I am delighted to be alive at the same time as Stephen Wolfram developed a theory of the everything, Finally We May Have a Path to the Fundamental Theory of Physics... The work of Wolfram and his colleagues are still ongoing. Wolfram’s theory is still not widely accepted, but I don’t have the background to follow the technical arguments. I will update my view of the univsere based Wolfram et al’s research unless there is an overwhelming refutation.
Wolfram posits space is made of graphs, more specifically hypergraphs. The update of the universal hypergraph is spacetime which gives rise to everything. Looking back on the Game of Life, the 2D grid we used can be represented in terms of a graph where the nodes are linked in a grid way. The challenge of Wolfram’s generalized framework is to determine what rules govern our specific universe, since hypergraphs can give rise to many types of rules and universes.
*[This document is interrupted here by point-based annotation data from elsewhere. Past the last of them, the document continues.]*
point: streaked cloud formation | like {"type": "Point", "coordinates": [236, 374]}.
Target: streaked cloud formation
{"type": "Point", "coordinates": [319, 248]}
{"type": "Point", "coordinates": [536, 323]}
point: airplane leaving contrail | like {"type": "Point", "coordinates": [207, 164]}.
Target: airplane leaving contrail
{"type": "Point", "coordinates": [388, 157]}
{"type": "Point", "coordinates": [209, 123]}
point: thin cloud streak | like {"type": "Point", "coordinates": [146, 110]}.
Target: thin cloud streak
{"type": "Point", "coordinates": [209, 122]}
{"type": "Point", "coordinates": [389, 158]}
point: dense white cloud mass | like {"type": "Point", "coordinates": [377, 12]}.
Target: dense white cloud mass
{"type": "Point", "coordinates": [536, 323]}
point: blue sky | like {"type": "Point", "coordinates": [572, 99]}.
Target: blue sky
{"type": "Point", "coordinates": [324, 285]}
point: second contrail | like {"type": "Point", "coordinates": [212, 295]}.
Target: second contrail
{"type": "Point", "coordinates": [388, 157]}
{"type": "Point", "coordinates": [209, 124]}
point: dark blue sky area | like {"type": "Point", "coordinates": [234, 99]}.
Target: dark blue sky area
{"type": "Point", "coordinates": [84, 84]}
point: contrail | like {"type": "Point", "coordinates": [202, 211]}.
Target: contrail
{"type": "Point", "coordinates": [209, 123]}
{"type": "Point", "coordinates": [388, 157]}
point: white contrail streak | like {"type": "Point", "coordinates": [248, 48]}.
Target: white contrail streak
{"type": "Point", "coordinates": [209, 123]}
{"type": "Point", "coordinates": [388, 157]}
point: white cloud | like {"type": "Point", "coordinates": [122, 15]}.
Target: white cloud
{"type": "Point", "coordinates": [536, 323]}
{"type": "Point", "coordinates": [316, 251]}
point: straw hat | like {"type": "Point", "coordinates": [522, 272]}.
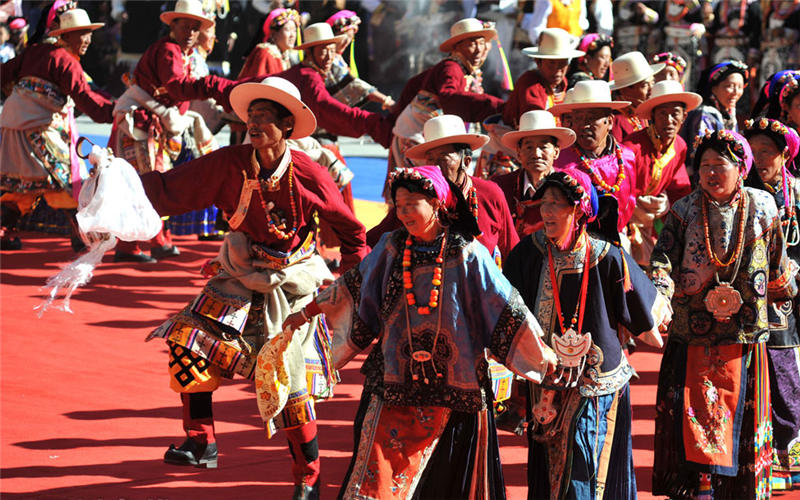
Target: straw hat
{"type": "Point", "coordinates": [632, 68]}
{"type": "Point", "coordinates": [187, 9]}
{"type": "Point", "coordinates": [538, 122]}
{"type": "Point", "coordinates": [74, 20]}
{"type": "Point", "coordinates": [274, 88]}
{"type": "Point", "coordinates": [589, 94]}
{"type": "Point", "coordinates": [554, 43]}
{"type": "Point", "coordinates": [668, 91]}
{"type": "Point", "coordinates": [318, 34]}
{"type": "Point", "coordinates": [466, 28]}
{"type": "Point", "coordinates": [445, 129]}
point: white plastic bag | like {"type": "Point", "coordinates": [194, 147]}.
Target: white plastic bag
{"type": "Point", "coordinates": [112, 204]}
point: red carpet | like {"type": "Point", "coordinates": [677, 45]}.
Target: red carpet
{"type": "Point", "coordinates": [87, 412]}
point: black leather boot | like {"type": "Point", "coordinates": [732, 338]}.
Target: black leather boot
{"type": "Point", "coordinates": [193, 453]}
{"type": "Point", "coordinates": [306, 492]}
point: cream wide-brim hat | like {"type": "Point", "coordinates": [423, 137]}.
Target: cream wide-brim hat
{"type": "Point", "coordinates": [589, 94]}
{"type": "Point", "coordinates": [442, 130]}
{"type": "Point", "coordinates": [187, 9]}
{"type": "Point", "coordinates": [632, 68]}
{"type": "Point", "coordinates": [74, 20]}
{"type": "Point", "coordinates": [554, 43]}
{"type": "Point", "coordinates": [466, 28]}
{"type": "Point", "coordinates": [668, 91]}
{"type": "Point", "coordinates": [538, 123]}
{"type": "Point", "coordinates": [318, 34]}
{"type": "Point", "coordinates": [274, 88]}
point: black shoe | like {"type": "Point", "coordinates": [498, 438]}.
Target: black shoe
{"type": "Point", "coordinates": [140, 257]}
{"type": "Point", "coordinates": [192, 453]}
{"type": "Point", "coordinates": [305, 492]}
{"type": "Point", "coordinates": [10, 243]}
{"type": "Point", "coordinates": [164, 252]}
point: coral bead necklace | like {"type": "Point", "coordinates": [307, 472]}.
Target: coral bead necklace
{"type": "Point", "coordinates": [436, 281]}
{"type": "Point", "coordinates": [597, 179]}
{"type": "Point", "coordinates": [279, 230]}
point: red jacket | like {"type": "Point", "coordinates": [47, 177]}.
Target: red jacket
{"type": "Point", "coordinates": [60, 67]}
{"type": "Point", "coordinates": [217, 178]}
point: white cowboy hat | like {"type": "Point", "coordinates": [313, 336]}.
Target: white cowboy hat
{"type": "Point", "coordinates": [554, 43]}
{"type": "Point", "coordinates": [74, 20]}
{"type": "Point", "coordinates": [467, 28]}
{"type": "Point", "coordinates": [668, 91]}
{"type": "Point", "coordinates": [589, 94]}
{"type": "Point", "coordinates": [445, 129]}
{"type": "Point", "coordinates": [318, 34]}
{"type": "Point", "coordinates": [274, 88]}
{"type": "Point", "coordinates": [632, 68]}
{"type": "Point", "coordinates": [538, 122]}
{"type": "Point", "coordinates": [187, 9]}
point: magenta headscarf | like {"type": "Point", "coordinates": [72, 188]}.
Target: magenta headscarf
{"type": "Point", "coordinates": [431, 179]}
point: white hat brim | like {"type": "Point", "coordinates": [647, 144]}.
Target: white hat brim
{"type": "Point", "coordinates": [325, 41]}
{"type": "Point", "coordinates": [243, 94]}
{"type": "Point", "coordinates": [690, 99]}
{"type": "Point", "coordinates": [566, 108]}
{"type": "Point", "coordinates": [168, 17]}
{"type": "Point", "coordinates": [474, 141]}
{"type": "Point", "coordinates": [654, 68]}
{"type": "Point", "coordinates": [533, 52]}
{"type": "Point", "coordinates": [564, 136]}
{"type": "Point", "coordinates": [450, 43]}
{"type": "Point", "coordinates": [90, 27]}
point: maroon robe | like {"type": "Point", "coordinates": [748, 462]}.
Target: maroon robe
{"type": "Point", "coordinates": [448, 81]}
{"type": "Point", "coordinates": [526, 217]}
{"type": "Point", "coordinates": [494, 220]}
{"type": "Point", "coordinates": [165, 73]}
{"type": "Point", "coordinates": [674, 178]}
{"type": "Point", "coordinates": [332, 115]}
{"type": "Point", "coordinates": [60, 67]}
{"type": "Point", "coordinates": [530, 92]}
{"type": "Point", "coordinates": [217, 178]}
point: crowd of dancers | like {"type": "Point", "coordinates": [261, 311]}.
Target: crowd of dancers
{"type": "Point", "coordinates": [529, 243]}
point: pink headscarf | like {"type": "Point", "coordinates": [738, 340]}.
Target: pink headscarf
{"type": "Point", "coordinates": [55, 10]}
{"type": "Point", "coordinates": [432, 180]}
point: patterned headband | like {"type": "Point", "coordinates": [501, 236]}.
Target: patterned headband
{"type": "Point", "coordinates": [735, 144]}
{"type": "Point", "coordinates": [576, 185]}
{"type": "Point", "coordinates": [344, 20]}
{"type": "Point", "coordinates": [723, 69]}
{"type": "Point", "coordinates": [278, 17]}
{"type": "Point", "coordinates": [430, 178]}
{"type": "Point", "coordinates": [769, 125]}
{"type": "Point", "coordinates": [671, 59]}
{"type": "Point", "coordinates": [594, 42]}
{"type": "Point", "coordinates": [789, 91]}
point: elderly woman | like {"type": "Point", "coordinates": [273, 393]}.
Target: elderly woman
{"type": "Point", "coordinates": [435, 300]}
{"type": "Point", "coordinates": [583, 290]}
{"type": "Point", "coordinates": [660, 173]}
{"type": "Point", "coordinates": [276, 51]}
{"type": "Point", "coordinates": [774, 147]}
{"type": "Point", "coordinates": [675, 68]}
{"type": "Point", "coordinates": [37, 124]}
{"type": "Point", "coordinates": [596, 61]}
{"type": "Point", "coordinates": [721, 259]}
{"type": "Point", "coordinates": [721, 87]}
What I find most interesting about this theory of everything is the “pockets” of reducibility found in irreducibility. Computational irreducibility means you have to run the program to see what happens; you can’t predict what a program will be doing at some given time. Even if we have a more powerful computer the system still has to run the program up to the future state to see what happens. Computational reducibility means we can predict what will happen. We can “look ahead” to know how the program will run without doing every step.
The really interesting part is there will be areas in computationally irreducibility that can be reduced and predicted.
We are living in these pockets! This explains why the universe can appear to be chaos yet have predictable and deterministic moments.
In my younger years I had the feeling of a deeply rational and intuitionist argument for proof of God. It took me years to articulate the argument to myself conceptually. I wanted an argument for God so powerful that if you were to be rational at all you must accept belief in God. Like so many thinkers, this would be one of the foundational beliefs in my epistemology.
If randomness is irrational, how is there rationality? To be rational requires a mind to intentionally order the universe. That mind is what we would consider God. If no intentional being ordered the universe, then we don’t have rationality by definition. What was hard for me to mentally grasp and accept was that order and rationality could occur spontaneously from randomness.